The unbelieving world doesn’t know what to do with a God who is sovereign over all, and frankly, Christians struggle with it, as well. God is God. He does what He does according to the purpose of His own will. He doesn’t need your permission. He doesn’t need your advice. You can shake your fist at Him. You can curse Him, blaspheme Him, judge Him as evil or powerless, even deny He exists. None of this impedes His ability to perform what He has set out to do or threatens Him in any way. In the light of such attacks on God, I think of Paul’s question. “But who are you, O man, to answer back to God? Will what is molded say to its molder, ‘Why have you made me like this?’” (Romans 9:20). 1

The Christian God does or allows things for reasons we cannot comprehend. He knows the future. We do not. Thus, in our lifetimes, it is very likely we will not have this question answered: “Why did this have to happen?!”

Scripture never answers that question.


This is made painfully clear in the account of Job, who, except for his wife, lost everything—his children and all his possessions. The questions God asks him because he complained and criticized Him, are something to behold. This one alone should cause us to pause and think when we are facing some incomprehensible tragedy: “Where were you when I laid the foundation of the earth? Tell me, if you have understanding” (Job 38:4).

Well, where were you? Exactly. You weren’t there. You are not eternal. You cannot see the end from the beginning. Therefore, your understanding of why things are the way they are is astoundingly inadequate. God was alive and active before time began, before creation itself. He lives outside of time, as difficult as that is to understand. Thus, He was alive and aware and saw the tragedy that has overwhelmed you before it happened. He fully knows about every future event, its cause, and result—the eternal result. Do you?

However, it is more than His omniscience and eternality that is at issue here. This knowing-everything God is also good, without flaw or error or evil. He is the definition of good, since He created the concept of good as we know it.

So, we, who are not good, are going to judge Him, judge His actions?

We, who cannot see the end from the beginning, cannot see the eternal outcome of all the deaths, the evils, and tragedies, are going to offer our judgments of the One who does?

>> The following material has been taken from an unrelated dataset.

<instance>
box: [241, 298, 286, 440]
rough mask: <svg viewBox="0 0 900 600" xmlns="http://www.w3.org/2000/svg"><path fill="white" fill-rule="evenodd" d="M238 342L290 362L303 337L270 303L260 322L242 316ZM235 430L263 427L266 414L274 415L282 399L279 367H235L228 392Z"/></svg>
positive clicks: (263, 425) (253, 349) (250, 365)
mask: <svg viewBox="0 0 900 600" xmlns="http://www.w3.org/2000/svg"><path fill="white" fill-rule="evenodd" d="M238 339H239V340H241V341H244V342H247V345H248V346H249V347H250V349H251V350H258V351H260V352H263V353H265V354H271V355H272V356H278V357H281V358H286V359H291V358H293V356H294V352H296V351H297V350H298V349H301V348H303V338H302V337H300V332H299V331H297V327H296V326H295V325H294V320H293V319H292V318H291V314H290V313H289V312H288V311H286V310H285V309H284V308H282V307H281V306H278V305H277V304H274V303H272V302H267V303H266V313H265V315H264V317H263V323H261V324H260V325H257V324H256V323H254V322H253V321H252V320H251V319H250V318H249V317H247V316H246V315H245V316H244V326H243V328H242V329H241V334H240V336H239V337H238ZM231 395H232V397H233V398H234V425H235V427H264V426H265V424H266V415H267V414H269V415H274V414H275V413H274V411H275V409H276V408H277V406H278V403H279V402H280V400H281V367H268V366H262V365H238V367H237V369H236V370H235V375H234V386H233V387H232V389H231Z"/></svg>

Knowing that God is good, perfectly good, offers comfort. Ecclesiastes 3:11 says, “He has made everything beautiful in its time. Also, he has put eternity into man’s heart, yet so that he cannot find out what God has done from the beginning to the end.” We will see the “why” of events that have occurred on the earth when all things are revealed—but that is yet to come. Until then, we trust that He is who He says He is—good. We suffer. We weep. With His help, strength, and comfort we endeavor to go on.

That is the simple but demanding answer.

1All Scripture quotations are from The Holy Bible: English Standard Version. (2016). Wheaton: Standard Bible Society.